The only issue I have found with these questions is that my mind does not rest there. I cannot help but press on further and further asking:

- - - What is wrong with me? Am I enough? Why am I experiencing so much stress and anxiety?  Do you really have a plan for my future? Have you abandoned me? Are you really a good Father? Jesus, are you even there? - - -

It didn't occur to me until this past week over a mission trip to Florida, that I have been living in the midst of this entangled web of questions and lies. I am a firm believer that it is good to question, it is good to doubt and wrestle with the concerns in your heart; but living, setting up camp, in this place of darkness is a very scary thing to do. You see, my heart has always been full of much joy. My Savior captured my heart at a young age, and I have been set free from the sin and shame that this world so prettily packages. However, since I have been in college I have done nothing but wonder why in the world I am experiencing so much confusion and fear. While everyone around me seems like their lives are right on track, I feel as if I've been walking for miles and miles only to find that, this whole time, I've been walking in circles. College was supposed to be a time where I found myself, why in the world does it feel like I experienced more growth and satisfaction in who I am in high school? Am I doing something wrong?

If you feel like this, I want to let you in on a secret, the answer is no. You are not doing anything wrong.

Like I stated earlier, this past week I went on a mission trip to Plant City, Florida. It was a 5th & 6th grade trip, and I was a leader. The entire week I was truly and honestly intentional with asking the Lord, "Lord, why am I here?" Throughout my time there, Jesus revealed to me that He delights in me. He is not worried about my questions, He is bigger than my fears. He showed me that the place of darkness that I have been living in was never intended to be my home. It wasn't He who abandoned me in what felt like the "valley of the shadow of death;" instead, it was I who insisted on dwelling there for so long.

The amazing thing about Jesus is that even when we choose our own path, He is faithful to "never leave or forsake us" (Duet. 31:6). When you are on the other side of destruction it is easy to look back and see the little rays of hope scattered throughout the wreckage. I pray that the Lord will teach me how to see hope in the midst of destruction. I pray that in the middle of every storm my eyes would be fixed on Jesus, in order that I might never again forget that He has called me to more than myself. 

1st Peter 2:9 says this, "you are a chosen race, a royal priesthood, a holy nation, a people for his own possession, that you may proclaim the excellencies of him who called you out of darkness into his marvelous light."

How amazing. How life-changing. Jesus doesn't leave us in darkness; He himself  literally calls us out of it.

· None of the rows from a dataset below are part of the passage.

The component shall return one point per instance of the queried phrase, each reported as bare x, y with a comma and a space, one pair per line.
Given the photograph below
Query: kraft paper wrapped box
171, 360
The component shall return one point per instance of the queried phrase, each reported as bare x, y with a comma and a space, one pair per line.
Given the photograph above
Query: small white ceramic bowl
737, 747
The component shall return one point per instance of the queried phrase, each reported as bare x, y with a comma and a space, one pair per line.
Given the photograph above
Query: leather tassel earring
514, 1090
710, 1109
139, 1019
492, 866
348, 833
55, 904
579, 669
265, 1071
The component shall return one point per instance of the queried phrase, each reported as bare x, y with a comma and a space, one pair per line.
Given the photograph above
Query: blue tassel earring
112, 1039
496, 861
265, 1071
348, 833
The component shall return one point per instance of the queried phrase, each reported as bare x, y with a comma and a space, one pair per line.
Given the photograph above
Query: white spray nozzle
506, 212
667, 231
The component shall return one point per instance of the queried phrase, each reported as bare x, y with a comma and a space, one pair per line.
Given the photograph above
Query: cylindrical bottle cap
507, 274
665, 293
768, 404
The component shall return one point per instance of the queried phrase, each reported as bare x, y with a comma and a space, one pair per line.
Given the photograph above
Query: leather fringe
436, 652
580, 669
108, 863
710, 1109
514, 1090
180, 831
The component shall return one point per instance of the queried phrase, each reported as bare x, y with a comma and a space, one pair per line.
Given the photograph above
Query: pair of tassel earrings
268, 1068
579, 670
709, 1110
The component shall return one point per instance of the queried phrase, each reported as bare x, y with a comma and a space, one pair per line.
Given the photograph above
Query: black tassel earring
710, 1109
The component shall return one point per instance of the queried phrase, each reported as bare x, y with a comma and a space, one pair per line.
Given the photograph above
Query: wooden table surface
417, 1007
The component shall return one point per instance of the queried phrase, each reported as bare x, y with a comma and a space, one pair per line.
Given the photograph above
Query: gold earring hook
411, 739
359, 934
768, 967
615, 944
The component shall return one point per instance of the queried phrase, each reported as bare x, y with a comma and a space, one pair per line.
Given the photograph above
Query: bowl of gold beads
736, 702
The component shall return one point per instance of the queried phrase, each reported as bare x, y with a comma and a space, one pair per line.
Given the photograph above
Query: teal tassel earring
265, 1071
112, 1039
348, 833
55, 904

Please do not hear me saying that what you are personally walking through is not hard and does not matter. I am not trying to make light of doubt, fear, broken-heartedness, or any other painful life situations. But please, PLEASE, do not believe that anyone of these places are where the Lord intends for us to reside.

So continue to question, continue to ask the Lord to reveal to you His purpose, but do NOT for even a second forget that He is faithful and true. The Scriptures continuously tell us to "knock, seek, call" upon His name. He is committed to us, we must not forget to daily commit to Him.

If you are a college student reading this post, know that you are NOT crazy, life is confusing, and you couldn't have begun to imagine just how emotionally hard college would be until you were thrown into the middle of it and told to keep up. Whether or not you think so, you are doing very well, and you are both precious and so loved by our Maker,

One last thing I must ask of you is to stop comparing yourself to those around you. My sweet mother always says, "where comparison starts contentment ends," and she is right. You have been called to live a completely different life than any other. And that is a great call, indeed.